2. Define Your Tools
Tools are functions you expose to the model. They can be as simple as a web search wrapper or as complex as a database query engine. Each tool needs:
- A name the model recognizes
- A clear description (the model reads this to decide when to use it)
- Defined input parameters with types and descriptions
Well-described tools dramatically improve agent reliability. Vague tool descriptions are one of the most common reasons agents behave unpredictably.
3. Set Up the Orchestration Loop 🔄
This is the heartbeat of the agent. The standard pattern is called ReAct (Reasoning + Acting):
- Model receives a task
- Model reasons about what to do
- Model acts by calling a tool
- Agent receives the observation (tool output)
- Loop repeats until the model decides the task is complete
Frameworks like LangChain, LlamaIndex, AutoGen, and CrewAI implement this loop for you. Building it from scratch is viable too — it's essentially a while loop with an exit condition — but frameworks handle edge cases like token limits and error handling that get tedious fast.
4. Add Memory
Without memory, every loop iteration is stateless. There are two main types:
- Short-term (in-context) memory: The conversation history passed directly in the prompt window. Simple, but limited by token count.
- Long-term memory: External storage — typically a vector database (Pinecone, Chroma, Weaviate) — where the agent embeds and retrieves relevant information across sessions.
For simple single-session agents, in-context memory is fine. For agents that need to remember users, past decisions, or large document sets, long-term memory becomes essential.
5. Write Your System Prompt
The system prompt is where you define the agent's persona, scope, and rules. Good system prompts are specific: what the agent is for, what it should not do, how it should handle uncertainty, and what format its outputs should take. Agents with vague instructions tend to hallucinate creative solutions to problems they shouldn't be solving at all.

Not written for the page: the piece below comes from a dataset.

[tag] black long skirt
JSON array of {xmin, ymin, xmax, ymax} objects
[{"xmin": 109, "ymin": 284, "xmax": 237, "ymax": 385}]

Key Variables That Affect Your Build
The right architecture genuinely depends on factors specific to your project:
- Complexity of the task — A single-tool agent answering factual questions is very different from a multi-agent pipeline coordinating across specialized sub-agents
- Latency requirements — Chained reasoning steps add time; real-time applications need tighter loops or faster models
- Context window size — Longer tasks with rich history can exhaust smaller context windows, pushing you toward chunking strategies or long-term memory
- Hosting and cost constraints — Running GPT-4-class models for every loop iteration gets expensive at scale; open-source models hosted locally offer cost control but require infrastructure
- Security and data sensitivity — Agents with file access or API write permissions need guardrails; inputs should be sanitized, and tool permissions should follow least-privilege principles
Single Agents vs. Multi-Agent Systems 🤖
A single agent handles all tasks itself. A multi-agent system uses multiple specialized agents coordinated by an orchestrator — one might search the web, another writes code, another reviews it.
Multi-agent architectures increase capability but also complexity. Debugging emergent behavior across coordinated agents is a different challenge than debugging a single reasoning loop. Start single-agent and justify the added complexity only when you hit clear capability ceilings.
Where Your Specific Situation Matters Most
The gap between a working prototype and a reliable production agent almost always comes down to the specifics no general guide can cover: your data sources, your users' expectations, your tolerance for failure modes, and what "done" actually looks like for your use case. The components are consistent — how you configure, tune, and constrain them for your context is where the real decisions live.